Gap junction redistribution need not be global to affect cardiac function. In fact, heterogeneous loss of Cx43 produces more discontinuities in conduction velocity, spontaneous ectopic ventricular arrhythmias, and systolic dysfunction with less overall reductions in Cx43 protein content than if uniformly distributed [16,17]. While focal gap junction heterogeneities can trigger arrhythmias, it is hypothesized that sustained ventricular arrhythmias require more widespread reductions in gap junction uncoupling [17].

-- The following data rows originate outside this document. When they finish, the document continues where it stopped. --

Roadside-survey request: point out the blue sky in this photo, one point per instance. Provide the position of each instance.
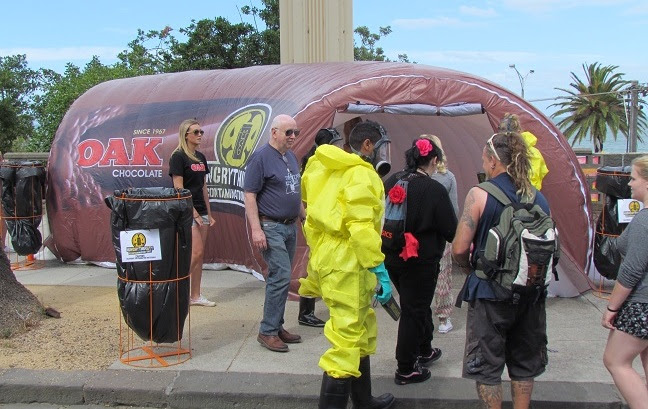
(551, 37)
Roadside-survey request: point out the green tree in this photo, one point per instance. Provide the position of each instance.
(594, 106)
(367, 50)
(18, 85)
(210, 43)
(60, 91)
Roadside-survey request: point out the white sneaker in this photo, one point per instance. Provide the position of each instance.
(203, 302)
(446, 327)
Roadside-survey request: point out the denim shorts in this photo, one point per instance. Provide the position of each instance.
(205, 220)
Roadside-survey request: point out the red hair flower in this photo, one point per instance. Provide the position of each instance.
(397, 194)
(424, 146)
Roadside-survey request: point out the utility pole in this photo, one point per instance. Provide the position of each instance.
(634, 115)
(521, 78)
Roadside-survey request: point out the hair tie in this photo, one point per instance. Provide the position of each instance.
(424, 146)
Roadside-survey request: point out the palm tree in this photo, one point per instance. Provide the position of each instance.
(594, 106)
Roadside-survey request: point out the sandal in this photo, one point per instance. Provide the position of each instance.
(434, 356)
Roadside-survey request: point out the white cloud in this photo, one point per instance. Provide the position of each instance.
(65, 53)
(477, 12)
(533, 6)
(413, 23)
(500, 57)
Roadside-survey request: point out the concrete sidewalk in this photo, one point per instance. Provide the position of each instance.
(229, 369)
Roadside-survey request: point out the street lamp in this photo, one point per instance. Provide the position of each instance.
(522, 78)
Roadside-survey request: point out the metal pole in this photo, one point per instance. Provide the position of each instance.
(634, 108)
(521, 78)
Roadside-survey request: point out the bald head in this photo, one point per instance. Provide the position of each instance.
(282, 125)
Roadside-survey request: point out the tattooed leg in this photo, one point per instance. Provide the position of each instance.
(521, 393)
(490, 396)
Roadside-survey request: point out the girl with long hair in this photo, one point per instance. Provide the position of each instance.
(431, 222)
(188, 169)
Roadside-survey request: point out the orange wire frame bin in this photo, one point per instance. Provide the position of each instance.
(152, 354)
(136, 351)
(28, 261)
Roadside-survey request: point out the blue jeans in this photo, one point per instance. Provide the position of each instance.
(281, 240)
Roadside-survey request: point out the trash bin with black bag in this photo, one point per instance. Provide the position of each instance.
(154, 295)
(612, 181)
(22, 203)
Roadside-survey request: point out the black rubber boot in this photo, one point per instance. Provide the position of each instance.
(361, 390)
(334, 393)
(307, 313)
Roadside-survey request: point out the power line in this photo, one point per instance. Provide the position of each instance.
(643, 89)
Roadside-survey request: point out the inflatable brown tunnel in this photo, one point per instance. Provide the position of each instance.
(121, 133)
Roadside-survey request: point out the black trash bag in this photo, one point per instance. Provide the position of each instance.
(8, 176)
(22, 202)
(607, 258)
(613, 181)
(157, 284)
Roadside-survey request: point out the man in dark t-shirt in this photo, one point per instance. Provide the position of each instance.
(272, 205)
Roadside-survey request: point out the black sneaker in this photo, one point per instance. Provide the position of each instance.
(418, 374)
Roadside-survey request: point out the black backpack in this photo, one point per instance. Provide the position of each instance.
(393, 232)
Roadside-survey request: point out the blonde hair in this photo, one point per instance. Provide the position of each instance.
(513, 153)
(182, 138)
(641, 164)
(442, 165)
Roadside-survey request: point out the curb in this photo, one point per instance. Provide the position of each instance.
(199, 389)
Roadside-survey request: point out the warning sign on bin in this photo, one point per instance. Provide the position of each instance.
(140, 245)
(628, 208)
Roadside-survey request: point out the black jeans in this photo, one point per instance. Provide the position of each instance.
(415, 284)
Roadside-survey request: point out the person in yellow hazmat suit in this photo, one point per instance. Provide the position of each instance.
(345, 204)
(511, 123)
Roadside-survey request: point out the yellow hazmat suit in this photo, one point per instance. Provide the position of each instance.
(345, 205)
(538, 165)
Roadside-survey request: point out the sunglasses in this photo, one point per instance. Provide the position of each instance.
(290, 132)
(492, 147)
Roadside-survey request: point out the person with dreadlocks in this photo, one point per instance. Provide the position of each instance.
(499, 332)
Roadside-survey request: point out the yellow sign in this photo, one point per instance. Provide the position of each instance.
(138, 240)
(239, 134)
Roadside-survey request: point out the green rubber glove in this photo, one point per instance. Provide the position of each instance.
(383, 277)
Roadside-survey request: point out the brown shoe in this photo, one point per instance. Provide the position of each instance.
(289, 338)
(272, 342)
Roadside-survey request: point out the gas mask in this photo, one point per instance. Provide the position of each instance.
(382, 153)
(337, 138)
(380, 159)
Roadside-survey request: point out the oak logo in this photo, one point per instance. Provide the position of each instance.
(239, 134)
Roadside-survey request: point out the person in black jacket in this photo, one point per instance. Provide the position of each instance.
(432, 222)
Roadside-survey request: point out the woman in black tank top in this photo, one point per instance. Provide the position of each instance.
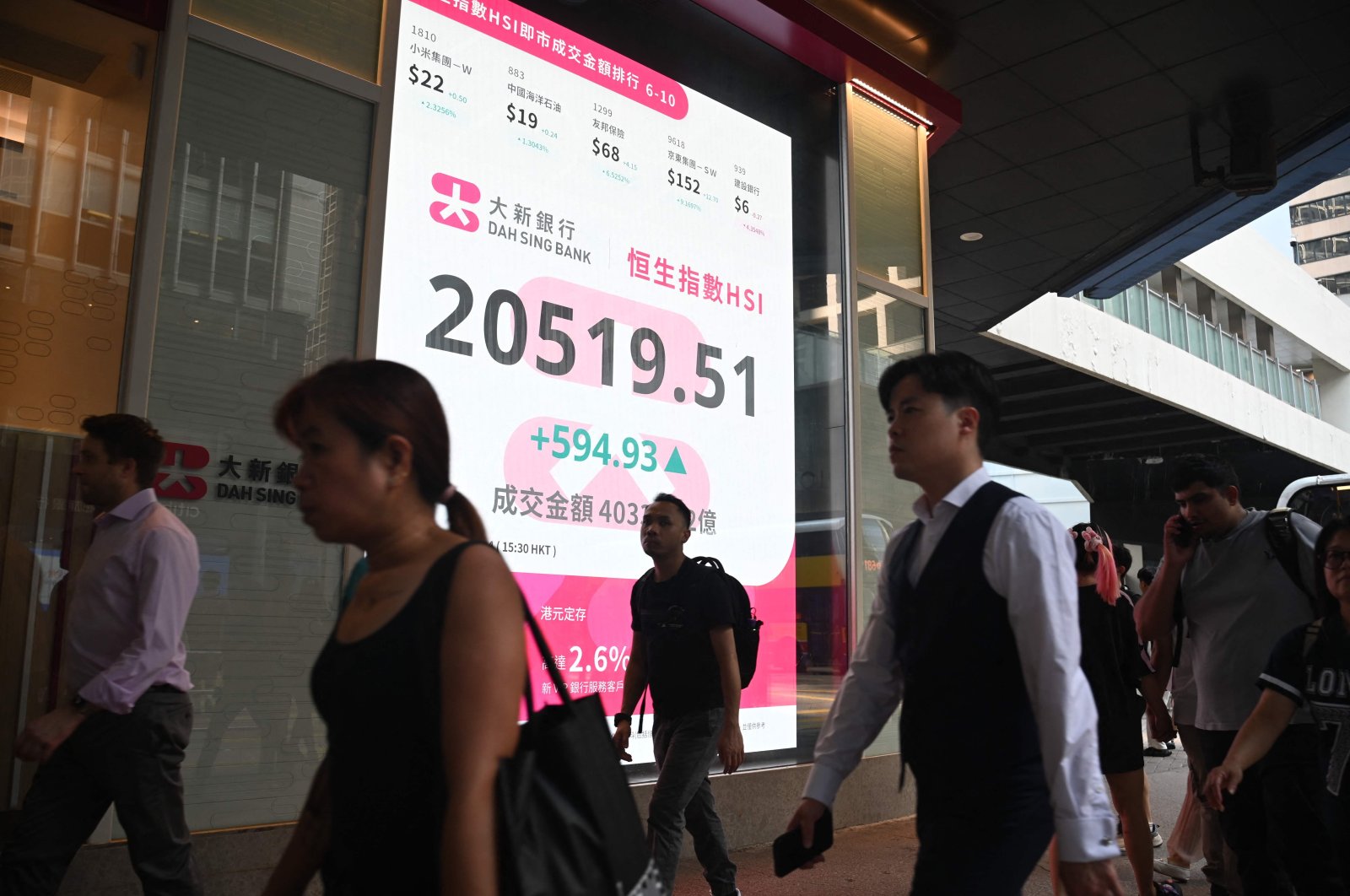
(422, 679)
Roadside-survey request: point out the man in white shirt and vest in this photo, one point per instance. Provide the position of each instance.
(118, 736)
(975, 625)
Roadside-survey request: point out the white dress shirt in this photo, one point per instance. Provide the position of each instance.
(1029, 560)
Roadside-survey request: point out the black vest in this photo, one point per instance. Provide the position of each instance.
(967, 721)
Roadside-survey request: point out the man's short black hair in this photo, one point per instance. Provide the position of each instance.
(958, 378)
(128, 438)
(683, 508)
(1124, 559)
(1188, 470)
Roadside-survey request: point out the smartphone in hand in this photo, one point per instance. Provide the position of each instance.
(789, 853)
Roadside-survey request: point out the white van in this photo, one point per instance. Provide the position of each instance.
(1320, 498)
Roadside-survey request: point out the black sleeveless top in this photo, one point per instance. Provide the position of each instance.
(380, 698)
(967, 724)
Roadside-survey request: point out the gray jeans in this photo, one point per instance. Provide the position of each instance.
(130, 761)
(685, 748)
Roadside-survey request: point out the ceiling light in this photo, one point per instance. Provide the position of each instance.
(895, 104)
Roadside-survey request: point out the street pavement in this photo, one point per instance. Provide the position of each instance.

In this issue of Cardiovascular Research, Cabo et al. [18] demonstrate that cardiac gap junctions are redistributed within the "figure of eight" reentrant circuit in 5-day-old infarcted canine hearts with sustained ventricular tachycardia. This remodeling of Cx43-immunolabeled protein is heterogeneous, observed as an increased lateralization of Cx43 protein but restricted to myocytes from the central common pathway (CCP) of the reentrant circuit. No significant differences in longitudinal or lateral Cx43-containing gap junctions were observed in the outer reentrant pathway (OP) or within the normal (NZ) myocardium. This increased lateralization of Cx43 appears to preserve the transverse junctional conductance within the CCP and the anisotropy ratio of 1.6 found in the NZ myocardium. It is true, however, that longitudinal conduction velocity is reduced within the CCP, and transverse conduction velocities are reduced in both the CCP and OP regions compared to normal myocardium. The greater relative reduction in transverse conduction velocity within the OP results in an increased anisotropic ratio of 2.1. Of course, the effect on conduction velocity is not limited to changes in longitudinal and transverse junctional conductances since the sodium and calcium current densities are also reduced in CCP and OP cells [19]. The detection of Cx43 protein is also not necessarily indicative of functional gap junctions, since reduced gap junctional conductance and altered function has been observed in epicardial border zone cardiomyocytes without a concomitant reduction in Cx43 levels [20].

The results of this investigation suggest that focal heterogeneous redistribution of cardiac gap junctions can induce ventricular arrhythmias. The myocardium may also attempt to compensate for the loss of functional gap junctions in the transverse direction by increasing the lateralization of Cx43 protein within the CCP. The ultimate result is a partial preservation of function that perhaps helps to stabilize the reentrant circuit and sustain the ventricular tachycardia. This new line of evidence indicates an increasing role of heterogeneous cardiac gap junction remodeling in the maintenance, not just the development, of cardiac arrhythmias. The mechanisms involved in the cellular responses to ischemic injury, infarction, heart failure, and hypertrophy that bring about these alterations in Cx43 and Cx40 distribution and function remain to be fully elucidated.